Okay, so I was thinking about the origin of (spoken) language, and I couldn't find any possible reason as to why all of a sudden, thousands of years ago, people thought up words. Yes, it seems simple. But if you think about it, where did they get they inspiration to say that, for example, this painful burning thing is "fire" (in their language, of course)? The only reasonable idea I came up with was that they used words of onomatopoeic origin, like "hwooooooo" for "wind blowing through a cave" and "slosh" for "water" and "KABLAM" for "thunder". There's one obvious problem with this idea, though: you can't get all that far lexicon wise if you go only by onomatopoeia. There's a lot of things that make no audible sound, even if moved. Like soil.

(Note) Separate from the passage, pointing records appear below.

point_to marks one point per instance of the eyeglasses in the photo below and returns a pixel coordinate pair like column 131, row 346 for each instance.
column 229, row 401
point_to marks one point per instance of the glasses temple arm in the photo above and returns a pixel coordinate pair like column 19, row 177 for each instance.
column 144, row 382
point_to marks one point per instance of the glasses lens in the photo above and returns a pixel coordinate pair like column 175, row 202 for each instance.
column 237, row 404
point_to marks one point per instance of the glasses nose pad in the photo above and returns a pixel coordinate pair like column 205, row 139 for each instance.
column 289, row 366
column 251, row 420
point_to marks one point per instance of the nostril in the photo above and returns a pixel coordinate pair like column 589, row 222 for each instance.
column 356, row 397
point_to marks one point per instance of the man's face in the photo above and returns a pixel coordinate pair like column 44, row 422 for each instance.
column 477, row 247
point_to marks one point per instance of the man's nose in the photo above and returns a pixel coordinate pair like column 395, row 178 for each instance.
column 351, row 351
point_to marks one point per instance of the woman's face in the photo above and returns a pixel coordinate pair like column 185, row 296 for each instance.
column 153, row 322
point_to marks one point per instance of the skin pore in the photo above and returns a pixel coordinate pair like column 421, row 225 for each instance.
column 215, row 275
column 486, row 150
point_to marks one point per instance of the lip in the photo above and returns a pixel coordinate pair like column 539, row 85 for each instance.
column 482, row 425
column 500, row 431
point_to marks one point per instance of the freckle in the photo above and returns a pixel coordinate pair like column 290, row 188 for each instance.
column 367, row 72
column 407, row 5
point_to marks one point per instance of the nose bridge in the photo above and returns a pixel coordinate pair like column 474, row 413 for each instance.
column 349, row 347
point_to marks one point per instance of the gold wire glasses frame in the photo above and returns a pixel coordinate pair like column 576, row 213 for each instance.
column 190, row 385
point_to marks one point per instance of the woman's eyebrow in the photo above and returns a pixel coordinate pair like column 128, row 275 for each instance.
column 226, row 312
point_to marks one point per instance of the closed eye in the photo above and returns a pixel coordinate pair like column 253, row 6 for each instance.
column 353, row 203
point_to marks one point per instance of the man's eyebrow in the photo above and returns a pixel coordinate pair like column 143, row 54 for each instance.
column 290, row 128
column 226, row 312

Or the land. Or a mountain. And much more things that I care not to list.
Anyway, if you know anything else about this topic or have an opinion (and/or references to works on this topic), I'd be glad to hear it. I'm really curious to see what people think. Note that all of the above thoughts are self-provoked: while I'm waiting for a reply, I'll do some more research and try to find my answers.
I put this in the Conlangery because I'm going to use the information I gather here to create a proto-language to evolve it through at least five distinct stages. I guess it could be moved somewhere else, but I do believe that this topic could be interesting to other conlangers aiming to create a proto-language.